言った後深く反省をしたが、相手もその程度では引き下がりはしなかった。
翌朝から、中途半端な時間のモーニングコールが始まった。
娘が起きているかどうかをチェックするという用事があってかけてくるのだから強気だったのかもしれない。
わざわざ喋らなくても知っているような天気予報とちょっとした話を続けた。
時間を忘れて、車の話題で盛り上がった日もあった。
朝は5時過ぎに起きるようになり、6時過ぎにはコーヒーを淹れて、父からの電話を待つようになった。
わずかなおしゃべりのために毎日電話をかけてくれる父は、どんな気持ちだったんだろう。

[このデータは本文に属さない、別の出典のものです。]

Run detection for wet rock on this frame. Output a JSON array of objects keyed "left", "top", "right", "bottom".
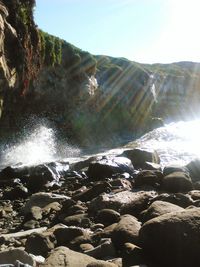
[
  {"left": 142, "top": 200, "right": 184, "bottom": 222},
  {"left": 1, "top": 227, "right": 47, "bottom": 239},
  {"left": 88, "top": 191, "right": 157, "bottom": 213},
  {"left": 120, "top": 148, "right": 160, "bottom": 169},
  {"left": 41, "top": 247, "right": 95, "bottom": 267},
  {"left": 111, "top": 214, "right": 141, "bottom": 250},
  {"left": 53, "top": 225, "right": 90, "bottom": 246},
  {"left": 109, "top": 178, "right": 132, "bottom": 190},
  {"left": 139, "top": 208, "right": 200, "bottom": 267},
  {"left": 87, "top": 157, "right": 133, "bottom": 180},
  {"left": 25, "top": 233, "right": 54, "bottom": 257},
  {"left": 23, "top": 220, "right": 40, "bottom": 230},
  {"left": 73, "top": 182, "right": 111, "bottom": 202},
  {"left": 60, "top": 204, "right": 87, "bottom": 218},
  {"left": 92, "top": 223, "right": 117, "bottom": 244},
  {"left": 86, "top": 260, "right": 118, "bottom": 267},
  {"left": 150, "top": 193, "right": 193, "bottom": 208},
  {"left": 84, "top": 238, "right": 117, "bottom": 259},
  {"left": 188, "top": 190, "right": 200, "bottom": 200},
  {"left": 22, "top": 192, "right": 68, "bottom": 213},
  {"left": 0, "top": 248, "right": 34, "bottom": 266},
  {"left": 163, "top": 165, "right": 190, "bottom": 176},
  {"left": 162, "top": 172, "right": 193, "bottom": 193},
  {"left": 122, "top": 243, "right": 145, "bottom": 267},
  {"left": 186, "top": 159, "right": 200, "bottom": 182},
  {"left": 61, "top": 213, "right": 91, "bottom": 228},
  {"left": 3, "top": 185, "right": 29, "bottom": 200},
  {"left": 120, "top": 191, "right": 157, "bottom": 217},
  {"left": 96, "top": 209, "right": 120, "bottom": 226},
  {"left": 135, "top": 170, "right": 163, "bottom": 187},
  {"left": 80, "top": 243, "right": 94, "bottom": 253}
]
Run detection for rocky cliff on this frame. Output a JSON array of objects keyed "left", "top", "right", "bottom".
[{"left": 0, "top": 0, "right": 200, "bottom": 147}]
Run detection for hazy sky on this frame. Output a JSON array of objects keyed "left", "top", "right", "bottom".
[{"left": 34, "top": 0, "right": 200, "bottom": 63}]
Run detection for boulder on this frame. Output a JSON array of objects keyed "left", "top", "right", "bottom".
[
  {"left": 53, "top": 225, "right": 91, "bottom": 246},
  {"left": 0, "top": 248, "right": 34, "bottom": 266},
  {"left": 120, "top": 191, "right": 157, "bottom": 218},
  {"left": 135, "top": 170, "right": 163, "bottom": 187},
  {"left": 139, "top": 208, "right": 200, "bottom": 267},
  {"left": 120, "top": 148, "right": 160, "bottom": 169},
  {"left": 73, "top": 181, "right": 111, "bottom": 202},
  {"left": 122, "top": 243, "right": 145, "bottom": 267},
  {"left": 87, "top": 156, "right": 133, "bottom": 180},
  {"left": 22, "top": 192, "right": 69, "bottom": 214},
  {"left": 25, "top": 233, "right": 54, "bottom": 257},
  {"left": 88, "top": 190, "right": 157, "bottom": 213},
  {"left": 186, "top": 159, "right": 200, "bottom": 182},
  {"left": 84, "top": 238, "right": 117, "bottom": 259},
  {"left": 142, "top": 200, "right": 184, "bottom": 222},
  {"left": 150, "top": 193, "right": 193, "bottom": 208},
  {"left": 87, "top": 260, "right": 118, "bottom": 267},
  {"left": 111, "top": 214, "right": 141, "bottom": 251},
  {"left": 41, "top": 247, "right": 96, "bottom": 267},
  {"left": 95, "top": 209, "right": 120, "bottom": 226},
  {"left": 163, "top": 165, "right": 190, "bottom": 176},
  {"left": 161, "top": 172, "right": 193, "bottom": 193}
]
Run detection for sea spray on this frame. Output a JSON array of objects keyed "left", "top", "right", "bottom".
[{"left": 1, "top": 124, "right": 80, "bottom": 167}]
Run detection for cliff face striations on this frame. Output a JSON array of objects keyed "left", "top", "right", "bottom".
[{"left": 0, "top": 0, "right": 200, "bottom": 146}]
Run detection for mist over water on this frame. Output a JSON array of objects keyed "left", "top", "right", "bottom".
[
  {"left": 0, "top": 120, "right": 200, "bottom": 168},
  {"left": 1, "top": 124, "right": 81, "bottom": 166},
  {"left": 137, "top": 120, "right": 200, "bottom": 166}
]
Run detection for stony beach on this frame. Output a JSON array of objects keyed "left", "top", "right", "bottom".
[{"left": 0, "top": 149, "right": 200, "bottom": 267}]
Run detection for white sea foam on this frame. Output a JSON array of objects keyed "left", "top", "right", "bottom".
[{"left": 1, "top": 125, "right": 80, "bottom": 166}]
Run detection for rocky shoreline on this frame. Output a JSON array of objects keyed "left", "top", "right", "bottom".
[{"left": 0, "top": 149, "right": 200, "bottom": 267}]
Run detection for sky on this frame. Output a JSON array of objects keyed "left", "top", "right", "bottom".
[{"left": 34, "top": 0, "right": 200, "bottom": 63}]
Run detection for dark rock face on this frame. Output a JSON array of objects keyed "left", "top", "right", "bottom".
[
  {"left": 111, "top": 215, "right": 141, "bottom": 250},
  {"left": 142, "top": 200, "right": 184, "bottom": 222},
  {"left": 140, "top": 208, "right": 200, "bottom": 267},
  {"left": 119, "top": 149, "right": 160, "bottom": 169},
  {"left": 162, "top": 172, "right": 193, "bottom": 193},
  {"left": 87, "top": 157, "right": 133, "bottom": 180}
]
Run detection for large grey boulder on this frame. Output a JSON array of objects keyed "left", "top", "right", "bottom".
[
  {"left": 41, "top": 247, "right": 96, "bottom": 267},
  {"left": 139, "top": 208, "right": 200, "bottom": 267},
  {"left": 162, "top": 172, "right": 193, "bottom": 193},
  {"left": 0, "top": 248, "right": 34, "bottom": 266},
  {"left": 111, "top": 214, "right": 141, "bottom": 251},
  {"left": 121, "top": 148, "right": 160, "bottom": 169},
  {"left": 87, "top": 156, "right": 133, "bottom": 180},
  {"left": 142, "top": 200, "right": 184, "bottom": 222}
]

人の道に外れたことさえしなければ、どんなにダメな状態の私でも、無条件に信じ、応援し、誰よりも愛してくれた。
根拠なんてない、そう思えたのだ。
そんな父が亡くなって今日で3年。
あの日も西の空には三日月が輝いていた。
病院に心細い気持ちで向かう私を、折れそうなほど細い三日月が照らしてくれていた。
「これでこの地球上には、私のことを無条件に愛してくれる男性が一人もいなくなる」
そんなことを三日月につぶやいていた。
できれば腕を組んで一緒にウインドウショッピングを楽しみ、パパと呼びたくなるようなおしゃれな父が欲しかった。
だけど、家の中をシャツとパッチ姿でウロウロして過ごす、どこから見ても昭和のお父ちゃんという姿の父も好きだった。
真面目で口数の少ない、優しい人だった。
あちこちに愛情が溢れていた。
父親といえば威厳があり、仕切り屋なものだと友人たちの父親を見て思うが、こんな父親もいいもんだ。
大工の家系に生まれたが、生まれた時から下肢に障害を持っていたため、大工ではなく建築士の道を選んだ。
それでも若い頃には登山をし、スキーも楽しんでいた。高校生になるまでは、あちこち連れてもらっては、父の思い出話を聞きながら過ごした記憶がある。
晩年は、さすがに歩きにくさが隠せず、西村京太郎の推理小説を電車の時刻表を見ながら読み進めて楽しんでいた。
リハビリの道へと進み、先天的な障害を持つ子どもたちと関わるようになった。父の持つ障害とは関係なく職業に就いたが、父はどんな風に思って眺めていたのだろう。
屈託無く笑う大きな目をしたその男の子の写真を黙って眺めていた。彼には、みんなと同じような長さの手足がなかった。
「この子もしなくていい苦労をするんやなあ」
ぽつりとそんなセリフをこぼした。
先天的な障害は、誰のせいでもないけれど、背負ってしまった人がそれを受け入れ共存していくために、相当な努力を重ねる。
ピンチはチャンスというけれど、これってチャンスなんだろうか。
選ぶことも、逃げることもできない状態で渡された選択肢を受け入れてきた父は私に何を伝えたいのだろう。
山登りの楽しさや、スキーで育んだ友人との思い出をよく聞かせてくれたが、痛みに苦しんでいても友人にも言えずにいたのかもしれないと思うと心が痛む。
人には言えない辛さや悔しさが、父を控えめで物静かな人にしたのかもしれない。
障害を受け入れてチャンスにすることは一生かかってもできることではない。
たとえ、パラリンピックで金メダルをもらったとしても、同じように動く身体の方が魅力的だと思う。
モーニングコールがかからなくなった最後の1週間は、父が過ごす病院のベッドサイドで夜を過ごした。
ポツリポツリ言葉を交わした。
人との関係はいつ何時どんな風に始まり、どんな風に続き展開していくのかなんて想像できないものだと思う。
父と過ごした時間は偶然がもたらしたラッキーだった。
お堂の中は澄んだ読経の声が響いていた。
心の中で父に話しかけてみた。
たくさんの愛情をありがとうと感謝の気持ちを今更ながらに伝えてみた。
「お父さんのところにまで届いた?」
温かいもので心が満たされるのを感じながら、空を見上げた。
命日の今日はちょっと太った三日月が私を見下ろしていた。